Gradient boosting is a powerful machine-learning technique that achieves state-of-the-art results in a variety of practical tasks. For a number of years, it has remained the primary method for learning problems with heterogeneous features, noisy data, and complex dependencies: web search, recommendation systems, weather forecasting, and many others. CatBoost (http://catboost.yandex) is a new open-source gradient boosting library, that outperforms existing publicly available implementations of gradient boosting in terms of quality. It has a set of addional advantages.
- CatBoost is able to incorporate categorical features in your data (like music genre, URL, search query, etc.) in predictive models with no additional preprocessing.
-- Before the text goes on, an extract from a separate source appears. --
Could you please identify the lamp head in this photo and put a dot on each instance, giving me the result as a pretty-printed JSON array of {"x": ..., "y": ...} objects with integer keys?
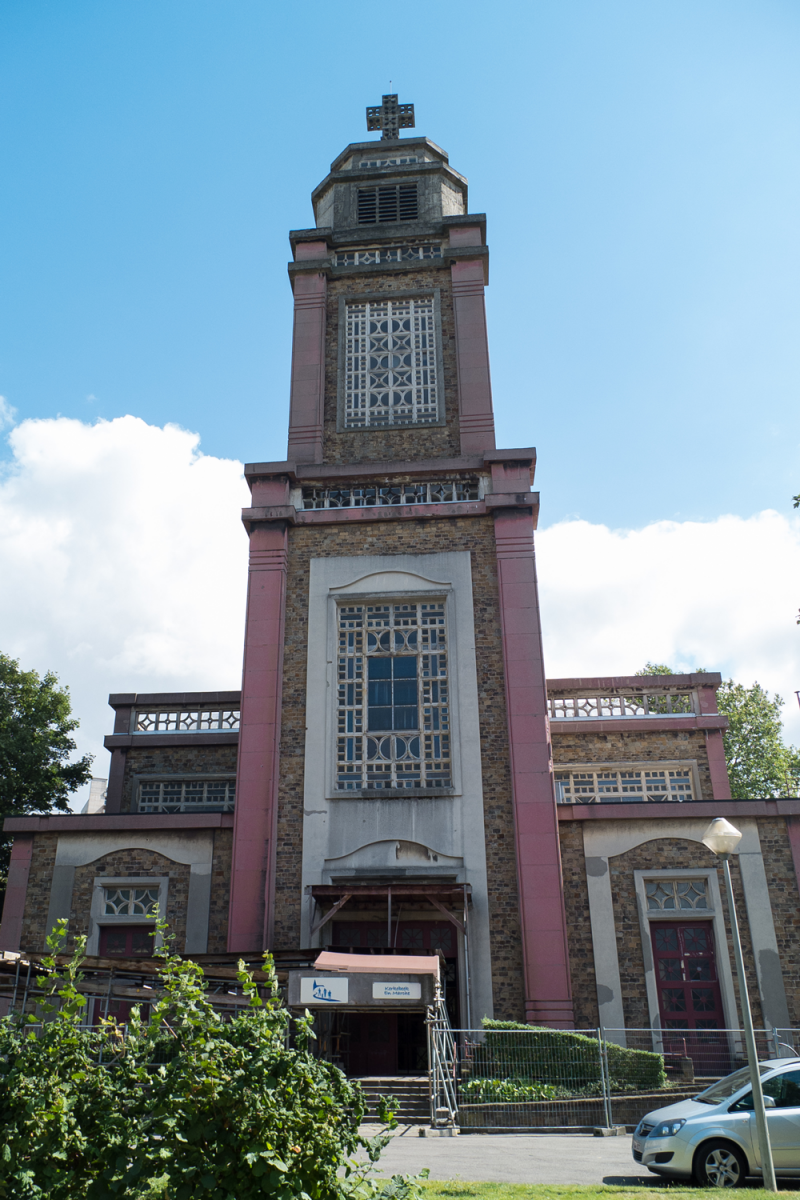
[{"x": 722, "y": 838}]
For more details on our approach please refer to our NIPS 2017 ML Systems Workshop paper (http://learningsys.org/nips17/assets/papers/paper_11.pdf).
- CatBoost inference is 20-60 times faster then in other open-source gradient boosting libraries, which makes it possible to use CatBoost for latency-critical tasks.
- CatBoost has the fastest GPU and multi GPU training implementations of all the openly available gradient boosting libraries.
- CatBoost requires no hyperparameter tunning in order to get a model with good quality.
- CatBoost is highly scalable and can be efficiently trained using hundreds of machines
The talk will cover a broad description of gradient boosting and its areas of usage and the differences between CatBoost and other gradient boosting libraries. We will also briefly explain the details of the proprietary algorithm that leads to a boost in quality.